Writing fantasy fiction is walking a tightrope. On the one hand, if you use too many fantasy clichés - words like "eldritch", "etherial"; characters like pointy-eared elves and gruff, grumpy dwarfs - you're in danger of annoying readers whose tastes run to other genres, not to mention boring readers who read only fantasy, and, which is more, failing to stand out from the fanfic crowd.

On the other hand, slavishly avoid all the clichés, and you will either alienate most of your target audience, or find yourself searching the thesaurus for alternatives and grossly inflating your text with descriptions.

Cliché is good, in moderation. Think of the trouble you'd have describing your main character when he is casting a spell if you can't use the word "glow". Whether "eldritch", "other-worldly" (which is the literal meaning of eldritch, btw), mysterious, supernatural, eerie, wierd, queer (can't really use that one any more), casting magic is almost always associated with a glow of some sort. If you want to avoid this cliché, you have to come up with  a new and refreshing way of indicating that someone is doing magic. It's been tried, with varying degrees of success. 

The problem is that unless your story pivots on this different kind of magic, you'll spend and awful lot of time describing how it works, and not advancing the plot.

The Cliché is Often Right

Eldritch, as I mention above, means "from elsewhere". Usually this is used to mean "beyond the grave". It's wrong to use it if all you mean is "creepy" or "scary". It's right and proper to use it if you mean "other-worldly" or "from beyond the grave" AND creepy and scary. 

Unnatural is often a much more unsettling word than "supernatural". Supernatural is now so over used that it is almost impossible to say it with a straight face.
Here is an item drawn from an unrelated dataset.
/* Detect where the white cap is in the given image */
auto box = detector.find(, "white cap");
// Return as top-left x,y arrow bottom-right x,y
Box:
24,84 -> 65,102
Indeed, many readers take it to be the author saying: "use your imagination, I can't be bothered to". Hiding it behind near-similes like "preternatural" or "eldritch" just looks cheap, or plain wrong. Theres a significant difference of denotation between super- and preter- natural. Supernatural denotes "above or beyond the natural". Preternatural denotes "more than is usually natural". There need be no magic behind it at all, although there can. If Herman the Hero is the greatest swordsman in the known world, then his skill is preternatural. If his arch enemy, Dave the Dark Lord gets his amazing skill with a Poleaxe from the Amulet of Totally Amazing Skill with a Poleaxe, then his skill is supernatural.

Use the cliché words with precision, and they cease to be jarring and irritating. Don't be afraid to use them repeatedly if they mean exactly what you want them to mean.